The logic in prescribing donors’ quota, as it were, was that the benefactors being men and women of integrity with a philanthropic zeal would nominate poor but meritorious students for these seats. 

However, these quota seats have been allegedly misused in the past few years, as the candidates getting admission in the various medical colleges in the state under donors’ quota were in no way related to the benefactors and their descendants. The quota seats were originally meant for poor and meritorious students; but with passage of time the system changed and descendants of the original donors allegedly started ‘selling the seats through auction’.

It has often been alleged that each donor quota seat was being sold to candidates belonging to affluent families at an exorbitant price of anything between Rs 60 and 80 lakh. Unworthy candidates, who have not written the joint entrance exams, have secured seats in top state-run medical colleges in the city over the years, thanks to rich parents.

The archaic practice continued even after Independence, as the state government had failed to abolish the custom. The system, however, invited criticism from various quarters, including intellectuals who have always believed that prestigious medical seats should be distributed on the basis of merit alone.

The state government did not have too many options, as there was a contractual obligation to the benefactors since a long time.

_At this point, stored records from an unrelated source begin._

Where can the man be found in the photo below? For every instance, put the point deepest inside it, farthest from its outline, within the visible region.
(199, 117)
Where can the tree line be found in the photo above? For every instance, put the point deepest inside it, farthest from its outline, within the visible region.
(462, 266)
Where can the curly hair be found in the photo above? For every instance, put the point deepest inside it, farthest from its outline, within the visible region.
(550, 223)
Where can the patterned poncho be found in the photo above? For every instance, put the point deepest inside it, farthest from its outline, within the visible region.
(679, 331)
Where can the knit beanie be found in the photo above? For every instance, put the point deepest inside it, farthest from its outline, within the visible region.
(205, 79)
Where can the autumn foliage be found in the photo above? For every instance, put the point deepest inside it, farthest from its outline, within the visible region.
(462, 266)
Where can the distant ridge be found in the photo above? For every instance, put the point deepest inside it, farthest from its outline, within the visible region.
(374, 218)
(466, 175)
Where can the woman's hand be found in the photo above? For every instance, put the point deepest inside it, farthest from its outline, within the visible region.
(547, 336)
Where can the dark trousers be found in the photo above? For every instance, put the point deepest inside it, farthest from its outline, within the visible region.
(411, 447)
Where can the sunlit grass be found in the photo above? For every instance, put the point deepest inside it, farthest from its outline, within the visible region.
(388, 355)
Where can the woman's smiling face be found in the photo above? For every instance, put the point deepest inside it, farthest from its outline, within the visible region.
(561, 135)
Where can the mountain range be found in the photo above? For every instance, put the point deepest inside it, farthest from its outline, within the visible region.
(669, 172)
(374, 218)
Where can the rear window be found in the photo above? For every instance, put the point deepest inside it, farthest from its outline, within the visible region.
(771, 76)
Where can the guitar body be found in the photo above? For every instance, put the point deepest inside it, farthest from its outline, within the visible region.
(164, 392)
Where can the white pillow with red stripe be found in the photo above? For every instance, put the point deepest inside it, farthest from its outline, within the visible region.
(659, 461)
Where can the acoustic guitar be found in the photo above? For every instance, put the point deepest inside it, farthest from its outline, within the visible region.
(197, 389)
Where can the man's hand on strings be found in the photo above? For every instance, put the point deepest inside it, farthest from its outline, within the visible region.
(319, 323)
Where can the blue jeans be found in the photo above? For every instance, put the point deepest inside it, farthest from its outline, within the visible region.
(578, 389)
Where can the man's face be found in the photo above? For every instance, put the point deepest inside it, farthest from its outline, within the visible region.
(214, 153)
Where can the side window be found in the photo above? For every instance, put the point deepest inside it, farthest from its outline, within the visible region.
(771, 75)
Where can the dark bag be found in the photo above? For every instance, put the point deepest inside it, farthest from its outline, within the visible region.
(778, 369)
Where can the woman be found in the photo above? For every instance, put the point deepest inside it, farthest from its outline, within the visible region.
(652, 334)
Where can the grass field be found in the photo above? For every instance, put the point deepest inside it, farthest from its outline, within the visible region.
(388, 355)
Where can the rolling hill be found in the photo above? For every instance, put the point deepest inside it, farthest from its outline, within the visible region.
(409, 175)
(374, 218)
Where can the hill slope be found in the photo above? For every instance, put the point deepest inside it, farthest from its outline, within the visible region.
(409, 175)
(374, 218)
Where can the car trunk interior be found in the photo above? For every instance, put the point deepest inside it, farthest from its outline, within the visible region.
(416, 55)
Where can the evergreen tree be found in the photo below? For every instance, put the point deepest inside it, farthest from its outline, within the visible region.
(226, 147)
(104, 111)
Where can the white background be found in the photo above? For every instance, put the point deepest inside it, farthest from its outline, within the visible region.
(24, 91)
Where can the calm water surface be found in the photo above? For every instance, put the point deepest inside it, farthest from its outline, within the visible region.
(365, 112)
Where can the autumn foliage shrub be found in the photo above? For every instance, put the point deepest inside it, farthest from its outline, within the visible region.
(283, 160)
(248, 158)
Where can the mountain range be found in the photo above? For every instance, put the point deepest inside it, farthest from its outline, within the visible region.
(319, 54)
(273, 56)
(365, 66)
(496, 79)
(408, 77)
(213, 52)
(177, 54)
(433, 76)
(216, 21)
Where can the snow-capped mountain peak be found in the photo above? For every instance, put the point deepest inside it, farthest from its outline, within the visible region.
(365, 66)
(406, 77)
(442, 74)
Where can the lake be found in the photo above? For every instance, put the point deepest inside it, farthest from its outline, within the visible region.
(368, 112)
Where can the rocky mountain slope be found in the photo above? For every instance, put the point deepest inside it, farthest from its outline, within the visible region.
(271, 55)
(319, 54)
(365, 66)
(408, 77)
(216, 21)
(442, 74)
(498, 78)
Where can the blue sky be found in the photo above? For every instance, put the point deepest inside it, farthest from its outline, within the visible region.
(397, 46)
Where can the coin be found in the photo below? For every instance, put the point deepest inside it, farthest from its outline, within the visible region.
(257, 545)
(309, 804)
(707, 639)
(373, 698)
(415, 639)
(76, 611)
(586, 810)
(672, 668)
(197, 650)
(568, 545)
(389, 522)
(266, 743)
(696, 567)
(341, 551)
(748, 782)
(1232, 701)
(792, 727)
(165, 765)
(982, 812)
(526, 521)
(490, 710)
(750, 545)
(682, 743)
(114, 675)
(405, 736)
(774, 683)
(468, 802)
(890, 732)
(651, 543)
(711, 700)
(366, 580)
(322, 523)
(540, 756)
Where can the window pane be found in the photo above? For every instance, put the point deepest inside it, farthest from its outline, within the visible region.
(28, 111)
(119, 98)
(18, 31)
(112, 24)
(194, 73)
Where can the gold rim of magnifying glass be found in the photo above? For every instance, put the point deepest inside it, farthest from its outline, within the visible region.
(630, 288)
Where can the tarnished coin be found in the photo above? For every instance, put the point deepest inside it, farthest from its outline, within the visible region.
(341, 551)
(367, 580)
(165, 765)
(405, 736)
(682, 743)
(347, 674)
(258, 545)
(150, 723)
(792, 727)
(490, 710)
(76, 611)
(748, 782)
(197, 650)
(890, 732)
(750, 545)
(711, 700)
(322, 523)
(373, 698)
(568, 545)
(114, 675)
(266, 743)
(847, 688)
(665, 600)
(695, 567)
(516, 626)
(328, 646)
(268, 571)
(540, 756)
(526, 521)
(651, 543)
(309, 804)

As the state has no right to conduct this year’s joint entrance examination after the Supreme Court order, the contractual obligation between the two parties has become defunct and it is up to the central agencies to conduct the NEET. This comes as a big blow to the owners of these seats, who allegedly make huge money out of ‘sale’ of these seats.

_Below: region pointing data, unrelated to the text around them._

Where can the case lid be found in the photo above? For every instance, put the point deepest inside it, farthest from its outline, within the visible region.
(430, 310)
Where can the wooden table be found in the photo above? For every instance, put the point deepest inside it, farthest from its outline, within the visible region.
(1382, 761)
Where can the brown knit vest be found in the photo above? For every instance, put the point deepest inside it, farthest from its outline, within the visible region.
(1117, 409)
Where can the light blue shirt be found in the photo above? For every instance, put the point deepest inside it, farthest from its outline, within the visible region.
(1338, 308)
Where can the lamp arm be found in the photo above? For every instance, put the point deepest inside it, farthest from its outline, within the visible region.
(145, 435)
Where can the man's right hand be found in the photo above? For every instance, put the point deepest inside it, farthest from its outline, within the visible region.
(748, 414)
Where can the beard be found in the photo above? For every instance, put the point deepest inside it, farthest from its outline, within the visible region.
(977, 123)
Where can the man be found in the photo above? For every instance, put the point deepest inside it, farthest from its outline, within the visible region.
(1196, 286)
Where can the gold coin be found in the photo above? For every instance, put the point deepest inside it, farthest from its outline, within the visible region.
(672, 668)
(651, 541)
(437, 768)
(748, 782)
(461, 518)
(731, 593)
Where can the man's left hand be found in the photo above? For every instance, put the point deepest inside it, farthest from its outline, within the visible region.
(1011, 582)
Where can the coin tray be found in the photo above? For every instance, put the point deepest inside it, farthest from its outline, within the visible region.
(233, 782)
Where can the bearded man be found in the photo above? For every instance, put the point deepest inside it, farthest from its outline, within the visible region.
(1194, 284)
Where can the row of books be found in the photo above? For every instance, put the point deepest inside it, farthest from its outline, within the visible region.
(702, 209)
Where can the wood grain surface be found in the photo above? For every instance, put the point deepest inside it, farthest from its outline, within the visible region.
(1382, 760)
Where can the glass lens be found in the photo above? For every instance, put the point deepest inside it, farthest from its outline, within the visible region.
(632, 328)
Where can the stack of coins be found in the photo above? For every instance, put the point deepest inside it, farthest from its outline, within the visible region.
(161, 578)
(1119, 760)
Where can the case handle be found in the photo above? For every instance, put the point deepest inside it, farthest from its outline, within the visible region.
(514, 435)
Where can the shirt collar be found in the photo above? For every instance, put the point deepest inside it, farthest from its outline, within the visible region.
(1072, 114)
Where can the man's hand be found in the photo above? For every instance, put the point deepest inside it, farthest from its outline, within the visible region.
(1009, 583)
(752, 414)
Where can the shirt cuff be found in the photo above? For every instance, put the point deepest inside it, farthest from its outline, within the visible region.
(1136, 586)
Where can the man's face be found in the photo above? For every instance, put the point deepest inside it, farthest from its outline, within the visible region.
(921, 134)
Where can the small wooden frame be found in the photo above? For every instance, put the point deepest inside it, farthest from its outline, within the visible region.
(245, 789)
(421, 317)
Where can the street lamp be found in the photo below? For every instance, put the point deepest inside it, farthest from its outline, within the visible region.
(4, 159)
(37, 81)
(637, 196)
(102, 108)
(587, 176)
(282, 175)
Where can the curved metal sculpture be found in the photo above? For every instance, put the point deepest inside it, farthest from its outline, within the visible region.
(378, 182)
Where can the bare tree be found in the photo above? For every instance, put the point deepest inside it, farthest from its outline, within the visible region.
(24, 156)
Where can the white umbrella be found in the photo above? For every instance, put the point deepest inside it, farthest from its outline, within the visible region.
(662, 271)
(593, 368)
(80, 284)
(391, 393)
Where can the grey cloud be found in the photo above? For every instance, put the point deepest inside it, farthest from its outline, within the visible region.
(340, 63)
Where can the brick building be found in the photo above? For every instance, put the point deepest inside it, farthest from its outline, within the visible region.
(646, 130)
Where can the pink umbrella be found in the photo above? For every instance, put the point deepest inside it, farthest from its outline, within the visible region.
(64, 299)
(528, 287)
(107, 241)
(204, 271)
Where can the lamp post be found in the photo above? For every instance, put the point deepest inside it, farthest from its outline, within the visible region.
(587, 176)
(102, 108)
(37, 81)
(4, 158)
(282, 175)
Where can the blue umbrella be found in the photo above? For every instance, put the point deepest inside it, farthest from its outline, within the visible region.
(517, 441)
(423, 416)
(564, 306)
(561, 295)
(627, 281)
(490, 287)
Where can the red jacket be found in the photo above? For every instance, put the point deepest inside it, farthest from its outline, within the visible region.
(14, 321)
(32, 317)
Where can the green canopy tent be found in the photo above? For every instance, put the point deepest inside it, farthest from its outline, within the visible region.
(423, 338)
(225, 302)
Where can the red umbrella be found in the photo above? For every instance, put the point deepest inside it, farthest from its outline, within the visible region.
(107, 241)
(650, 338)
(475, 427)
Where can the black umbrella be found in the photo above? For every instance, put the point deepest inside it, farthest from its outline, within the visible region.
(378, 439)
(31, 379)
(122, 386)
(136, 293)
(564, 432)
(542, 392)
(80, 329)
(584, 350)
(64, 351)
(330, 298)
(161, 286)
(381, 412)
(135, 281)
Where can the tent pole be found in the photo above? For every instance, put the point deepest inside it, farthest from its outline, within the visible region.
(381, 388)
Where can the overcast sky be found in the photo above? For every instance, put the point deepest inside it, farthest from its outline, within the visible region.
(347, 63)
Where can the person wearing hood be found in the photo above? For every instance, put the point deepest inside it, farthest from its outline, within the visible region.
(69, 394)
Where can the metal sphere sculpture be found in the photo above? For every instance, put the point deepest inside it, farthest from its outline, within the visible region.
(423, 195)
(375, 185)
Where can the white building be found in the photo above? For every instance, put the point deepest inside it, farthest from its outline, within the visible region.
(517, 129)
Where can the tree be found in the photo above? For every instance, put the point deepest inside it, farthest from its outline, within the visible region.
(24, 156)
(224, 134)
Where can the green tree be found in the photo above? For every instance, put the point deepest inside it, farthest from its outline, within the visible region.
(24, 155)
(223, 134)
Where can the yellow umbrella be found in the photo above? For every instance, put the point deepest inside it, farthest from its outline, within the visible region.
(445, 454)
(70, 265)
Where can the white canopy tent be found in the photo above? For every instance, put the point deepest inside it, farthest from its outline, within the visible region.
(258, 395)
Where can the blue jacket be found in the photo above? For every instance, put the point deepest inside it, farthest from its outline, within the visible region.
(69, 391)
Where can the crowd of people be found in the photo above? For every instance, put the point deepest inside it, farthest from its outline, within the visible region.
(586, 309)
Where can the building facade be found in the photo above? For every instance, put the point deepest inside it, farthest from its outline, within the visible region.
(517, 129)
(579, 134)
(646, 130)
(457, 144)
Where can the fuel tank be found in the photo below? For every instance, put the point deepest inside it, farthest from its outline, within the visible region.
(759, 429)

Various organizations of doctors and former principals of some medical colleges in the city had criticized the donors’ quota system in medical courses, in which meritorious students are denied admission to make place for influential and undeserving candidates. They said that the system must be abolished, otherwise worthy candidates would lose the opportunity.

National Medical College and Hospital and RG Kar Medical College and Hospital have four donors’ quota seats each, while there is one such quota seat at the Calcutta Medical College and Hospital.